If you’re looking for breakfast choices for expedient weight loss then this article will show you some healthy ideas for the most important meal of the day.
By making healthy choices for your breakfast you will be able to burn fat throughout the day as well as keep yourself satiated or ‘feeling full’ for a longer period of time. If you don’t make healthy choices at breakfast then you will hinder your progress for weight loss and potentially add more weight instead of subtracting it!
When it comes to making healthy choices at breakfast the general idea is to eat lean protein and healthy fats, removed processed carbs and sugar and eat ‘slow release carbs’.
Eating Lean Protein and Healthy Fats
By eating lean proteins and fats at breakfast you will be able to keep your appetite down, satiate appetite, improve fat loss by satiating appetite.
Proteins contain important nutrients such as iron, iodine, B12 vitamins, zinc and essential fatty acids. They also take longer to digest, burning more energy in the process. Eating proteins also help maintain your muscles mass, which is important for your weight loss since muscle burns more energy than fat, making your resting metabolism higher.
Healthy fats are essential for regulating hormones and keeping you satiated or feeling full. This is particularly important for males as healthy fats help with the production of the hormone testosterone .

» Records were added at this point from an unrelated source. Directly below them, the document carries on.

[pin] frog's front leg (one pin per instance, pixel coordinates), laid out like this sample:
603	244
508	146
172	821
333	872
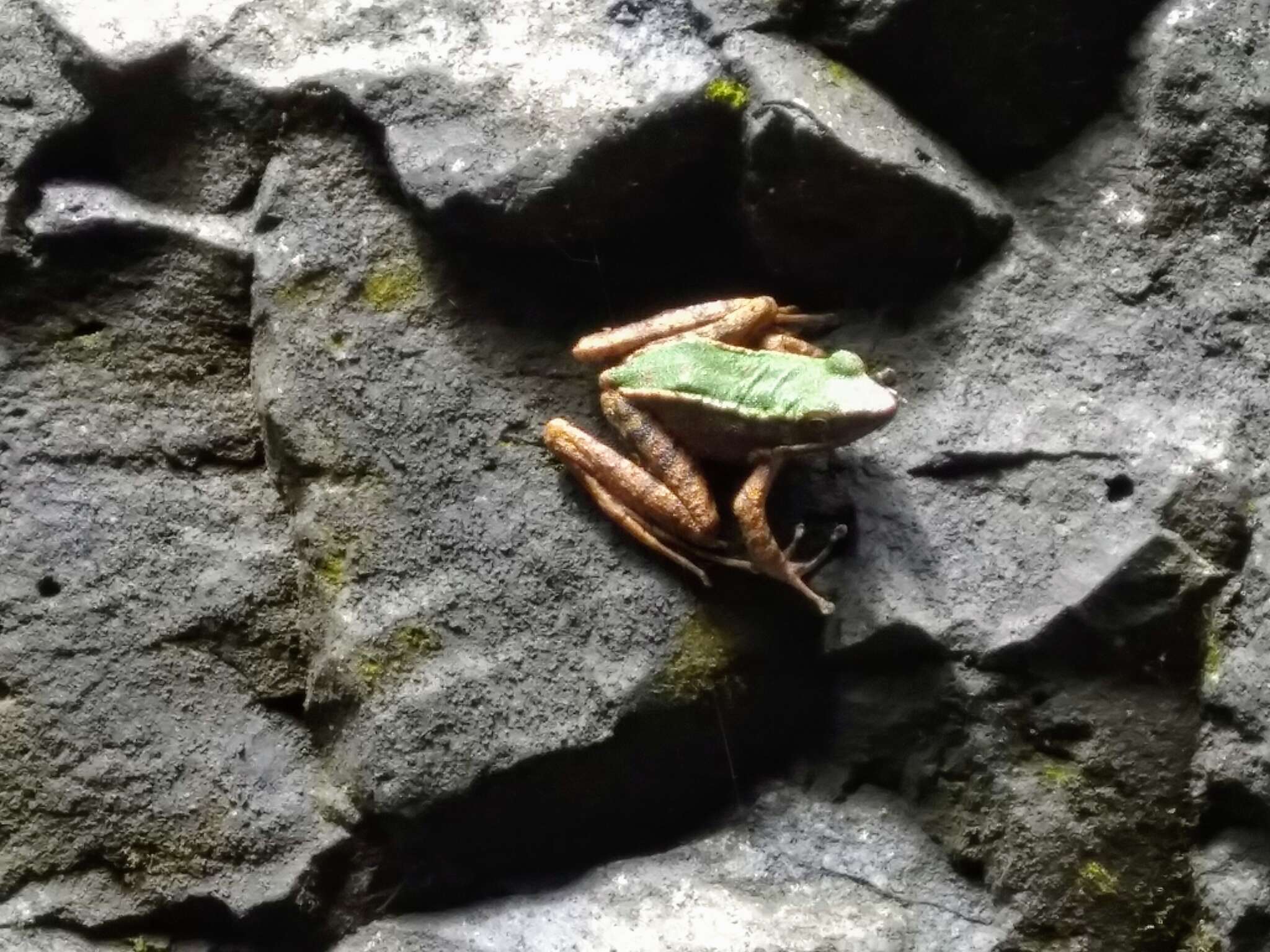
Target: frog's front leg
741	320
765	553
664	503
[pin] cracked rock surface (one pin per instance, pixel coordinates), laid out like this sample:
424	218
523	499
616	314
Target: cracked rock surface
306	643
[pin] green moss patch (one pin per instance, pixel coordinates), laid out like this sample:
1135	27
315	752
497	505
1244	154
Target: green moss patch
1098	880
1060	774
332	569
406	648
393	283
704	654
728	92
305	291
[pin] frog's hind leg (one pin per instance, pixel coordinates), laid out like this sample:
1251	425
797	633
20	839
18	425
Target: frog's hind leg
636	526
765	553
648	508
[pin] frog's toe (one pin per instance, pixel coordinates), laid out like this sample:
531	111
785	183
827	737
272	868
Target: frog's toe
810	565
798	537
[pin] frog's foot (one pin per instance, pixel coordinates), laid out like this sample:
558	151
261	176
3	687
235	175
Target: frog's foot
798	537
765	555
810	565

Examples of lean proteins and healthy fats you can eat at breakfast are eggs, avocados, walnuts, dairy and grass fed butter.
Eat “Slow Release Carbs”
“Slow Release” Carbs are carbohydrates that take a longer time to digest and as a result expend a lot more energy (calories) to process them, lifting your metabolism. This is because slow release carbohydrates keep your blood sugar levels at a steady level, unlike highly refined carbs and sugar which raise your blood sugar levels. By keeping your blood sugar levels at a steady level, you can avoid a high insulin response (Insulin is a hormone that signals to the body to store excess blood sugar (glucose) as fat).
Examples of slow release carbs are Oatmeal, Sweet potatoes, Bran cereal and Quinoa.
Remove Processed Carbs and Sugar
Processed carbs are very high in calories but lack any nutritional value. This is not good for those who are trying to lose weight as any excess calories not burned throughout the day will be stored as fat. As we learned earlier eating highly processed carbs and sugar will dramatically raise your blood sugar levels. High blood sugar levels will increase your insulin response and this will lead to gaining body fat. (Insulin is a hormone which signals your body to store fat)
Examples of processed carbs and sugar to avoid are: flavoured yoghurt, granola-based cereals, bagels, fruit smoothies, pancakes, waffles, biscuits, muffins and scones.
So in summary you should eat lean proteins and healthy fats, slow release carbs, remove processed carbs and sugar. By following these healthy choices for breakfast, you should be well on your way to a quick and expedient weight loss!